(Bloomberg) — Columbia Business School Professor Christopher Mayer says he’s so convinced that reverse mortgages can be a cornerstone of responsible retirement planning that he’s gone into the business.
The loans were criticized by regulators including the U.S. Consumer Financial Protection Bureau after they were pitched to senior citizens needing quick cash under rules that allowed borrowers to take out and quickly spend most of their equity. Now, with new limits to curb up-front spending, they can help ensure retirees won’t outlive their assets, according to Mayer, who is teaching fewer classes at Columbia so he can be chief executive of a startup reverse-mortgage lender.
See related: Senior Survey: Reversing Views on Reverse Mortgages
“It’s an enormous underserved market,” Mayer, 48, said of the money-making potential for the company, Longbridge Financial, in which he’s also a partner. “You have $3 trillion in housing wealth among older Americans. You have large institutions exiting the market, and more and more elderly with housing debt coming out of the crisis as well as other kinds of debt.”
Retirees may need to tap home equity as they live longer while relying on income from 401(k) and similar plans that are riskier than guaranteed payouts from employer pensions. Reverse mortgages, most of which are federally insured and limited to homeowners over 62, are intended to allow borrowers to gain access to more of their assets without having to move out of their homes. Payments aren’t due until the properties are sold.
Changing market
Longbridge, founded two years ago by former executives of New York Life Insurance Co. and Fidelity Investments, is entering the business as loans plummet. Industrywide originations fell from more than 100,000 in fiscal-year 2009 to 60,000 in fiscal 2013 as lenders including Wells Fargo & Co. and Bank of America Corp. got out of the business and home values continued to decline in some regions.
That came after years of controversy in the industry as some brokers convinced seniors to put their home equity into financial products that drew a red flag from state regulators and were eventually banned by the Federal Housing Administration, which insures close to 100 percent of new reverse mortgages.

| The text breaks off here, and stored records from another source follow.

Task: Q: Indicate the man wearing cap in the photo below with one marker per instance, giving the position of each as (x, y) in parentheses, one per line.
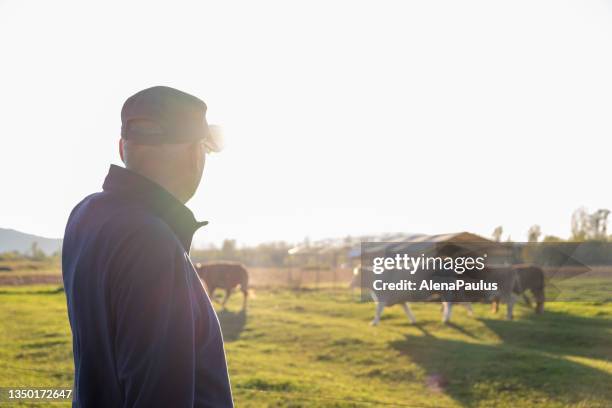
(144, 331)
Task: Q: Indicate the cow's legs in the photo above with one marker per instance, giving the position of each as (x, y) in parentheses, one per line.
(511, 301)
(539, 297)
(408, 311)
(245, 294)
(447, 309)
(526, 299)
(228, 292)
(380, 306)
(468, 307)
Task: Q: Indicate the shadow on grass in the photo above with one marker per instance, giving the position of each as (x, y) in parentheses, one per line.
(558, 333)
(529, 366)
(232, 323)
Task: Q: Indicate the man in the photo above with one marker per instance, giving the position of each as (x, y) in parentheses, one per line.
(144, 331)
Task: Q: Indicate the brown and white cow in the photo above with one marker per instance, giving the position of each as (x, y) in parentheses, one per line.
(224, 275)
(504, 277)
(529, 278)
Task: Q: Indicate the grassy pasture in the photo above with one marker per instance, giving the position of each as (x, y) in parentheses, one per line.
(315, 348)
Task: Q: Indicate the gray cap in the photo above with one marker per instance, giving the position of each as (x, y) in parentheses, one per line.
(164, 115)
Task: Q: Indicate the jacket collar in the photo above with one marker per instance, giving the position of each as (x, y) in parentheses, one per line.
(155, 198)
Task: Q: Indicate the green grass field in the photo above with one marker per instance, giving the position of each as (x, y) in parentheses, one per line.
(316, 348)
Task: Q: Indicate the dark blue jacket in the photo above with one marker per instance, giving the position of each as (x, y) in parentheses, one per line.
(144, 331)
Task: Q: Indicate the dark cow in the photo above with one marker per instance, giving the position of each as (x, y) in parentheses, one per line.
(529, 278)
(224, 275)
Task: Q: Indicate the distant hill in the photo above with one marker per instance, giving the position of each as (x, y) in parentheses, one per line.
(11, 240)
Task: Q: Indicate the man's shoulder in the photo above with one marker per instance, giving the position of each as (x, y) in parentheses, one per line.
(110, 216)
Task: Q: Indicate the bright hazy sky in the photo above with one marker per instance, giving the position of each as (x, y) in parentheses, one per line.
(340, 117)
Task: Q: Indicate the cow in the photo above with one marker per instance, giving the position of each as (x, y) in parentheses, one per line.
(224, 275)
(505, 278)
(529, 277)
(383, 300)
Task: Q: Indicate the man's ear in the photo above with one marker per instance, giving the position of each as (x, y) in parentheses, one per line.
(121, 148)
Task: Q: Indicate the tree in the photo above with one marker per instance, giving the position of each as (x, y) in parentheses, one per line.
(587, 226)
(534, 233)
(497, 233)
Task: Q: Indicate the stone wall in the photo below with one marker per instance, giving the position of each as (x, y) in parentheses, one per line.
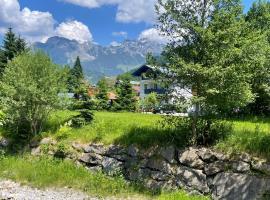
(197, 170)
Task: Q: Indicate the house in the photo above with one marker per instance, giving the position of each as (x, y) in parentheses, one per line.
(147, 83)
(150, 82)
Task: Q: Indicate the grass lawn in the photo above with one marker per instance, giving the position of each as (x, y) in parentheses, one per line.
(45, 172)
(252, 135)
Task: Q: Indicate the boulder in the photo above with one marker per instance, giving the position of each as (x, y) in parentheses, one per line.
(240, 166)
(47, 141)
(195, 179)
(91, 159)
(168, 153)
(207, 155)
(132, 151)
(111, 166)
(77, 146)
(191, 159)
(36, 151)
(4, 142)
(261, 166)
(157, 163)
(232, 186)
(214, 168)
(95, 148)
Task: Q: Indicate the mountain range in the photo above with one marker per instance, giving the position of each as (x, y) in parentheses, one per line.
(98, 60)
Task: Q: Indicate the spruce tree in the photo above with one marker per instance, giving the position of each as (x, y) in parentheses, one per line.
(10, 47)
(76, 78)
(126, 97)
(102, 94)
(21, 45)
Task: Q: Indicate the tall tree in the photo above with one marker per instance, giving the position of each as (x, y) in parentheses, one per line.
(10, 47)
(29, 92)
(212, 51)
(76, 77)
(126, 98)
(259, 18)
(102, 94)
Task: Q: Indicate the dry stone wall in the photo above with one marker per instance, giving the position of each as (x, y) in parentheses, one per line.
(197, 170)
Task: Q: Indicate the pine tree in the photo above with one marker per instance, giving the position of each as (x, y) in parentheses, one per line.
(10, 47)
(126, 97)
(102, 94)
(21, 45)
(76, 78)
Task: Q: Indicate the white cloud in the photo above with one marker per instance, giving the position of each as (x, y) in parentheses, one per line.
(115, 44)
(74, 30)
(120, 34)
(33, 25)
(154, 35)
(127, 10)
(38, 26)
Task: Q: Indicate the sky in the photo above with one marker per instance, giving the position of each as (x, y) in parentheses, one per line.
(106, 22)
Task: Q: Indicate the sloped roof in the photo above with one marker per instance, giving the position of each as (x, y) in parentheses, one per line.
(142, 69)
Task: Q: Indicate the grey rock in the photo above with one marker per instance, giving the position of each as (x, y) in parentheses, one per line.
(77, 146)
(261, 166)
(36, 151)
(168, 153)
(133, 151)
(157, 185)
(95, 148)
(4, 142)
(214, 168)
(232, 186)
(135, 174)
(191, 158)
(159, 176)
(245, 158)
(115, 150)
(240, 166)
(111, 166)
(192, 178)
(47, 141)
(91, 159)
(159, 164)
(207, 155)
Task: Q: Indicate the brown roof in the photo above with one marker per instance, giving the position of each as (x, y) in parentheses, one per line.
(112, 96)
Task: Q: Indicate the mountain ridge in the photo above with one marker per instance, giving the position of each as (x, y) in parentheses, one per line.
(98, 60)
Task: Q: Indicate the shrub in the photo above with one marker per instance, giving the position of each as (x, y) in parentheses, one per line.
(209, 131)
(29, 92)
(78, 122)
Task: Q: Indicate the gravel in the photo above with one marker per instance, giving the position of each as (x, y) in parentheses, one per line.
(10, 190)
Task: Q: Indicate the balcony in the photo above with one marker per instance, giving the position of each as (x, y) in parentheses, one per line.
(158, 91)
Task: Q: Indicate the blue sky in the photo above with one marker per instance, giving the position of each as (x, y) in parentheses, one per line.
(102, 21)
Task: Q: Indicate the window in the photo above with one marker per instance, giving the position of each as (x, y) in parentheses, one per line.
(145, 86)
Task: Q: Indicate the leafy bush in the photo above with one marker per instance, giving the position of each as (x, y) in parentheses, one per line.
(209, 131)
(29, 92)
(78, 122)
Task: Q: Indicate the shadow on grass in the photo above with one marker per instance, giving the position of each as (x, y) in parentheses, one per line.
(149, 136)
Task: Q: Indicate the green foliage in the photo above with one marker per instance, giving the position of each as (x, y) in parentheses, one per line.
(75, 80)
(102, 95)
(150, 102)
(85, 117)
(29, 92)
(44, 172)
(210, 131)
(126, 98)
(217, 53)
(12, 46)
(258, 18)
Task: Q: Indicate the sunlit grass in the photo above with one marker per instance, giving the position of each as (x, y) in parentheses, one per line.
(46, 172)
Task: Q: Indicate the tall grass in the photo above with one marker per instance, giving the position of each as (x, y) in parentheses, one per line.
(46, 172)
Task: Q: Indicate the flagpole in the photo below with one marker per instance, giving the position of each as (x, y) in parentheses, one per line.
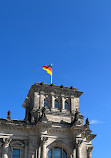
(51, 76)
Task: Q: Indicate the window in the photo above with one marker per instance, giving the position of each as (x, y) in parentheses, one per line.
(66, 105)
(56, 104)
(57, 153)
(45, 102)
(16, 153)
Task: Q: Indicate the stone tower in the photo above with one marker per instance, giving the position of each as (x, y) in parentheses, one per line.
(52, 127)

The CFPB in 2012 issued a warning that retirees taking out their assets as a lump sum through a reverse mortgage could find themselves impoverished later in life. Borrowers without the funds to pay property taxes and insurance could end up losing their homes, the agency warned.
Borrowing limits
To address that issue, the FHA, an arm of the Department of Housing and Urban Development, instituted rules limiting the amount of equity borrowers can withdraw up front without demonstrating financial need. The agency also this year will start requiring lenders to verify that borrowers can afford to pay property taxes and insurance.
In addition to protecting consumers, the changes are intended to stem projected losses of $2.8 billion on the agency’s $88 billion reverse-mortgage portfolio.
See also: Regulator issues warning on reverse mortgage loans
“Those changes all make this a much more attractive business and the product is a better product,” said Mayer, who initially began as chief credit officer of Longbridge and took over as CEO last year.
Mayer, whose expertise is in real estate and financial markets, was writing academic papers as early as the 1990s advocating properly structured reverse mortgages to reduce poverty among the elderly. In addition to teaching and serving a stint as senior vice dean at Columbia Business School, he’s been a frequent participant in public policy discussions, testifying before Congress on ways to mitigate the housing-market meltdown.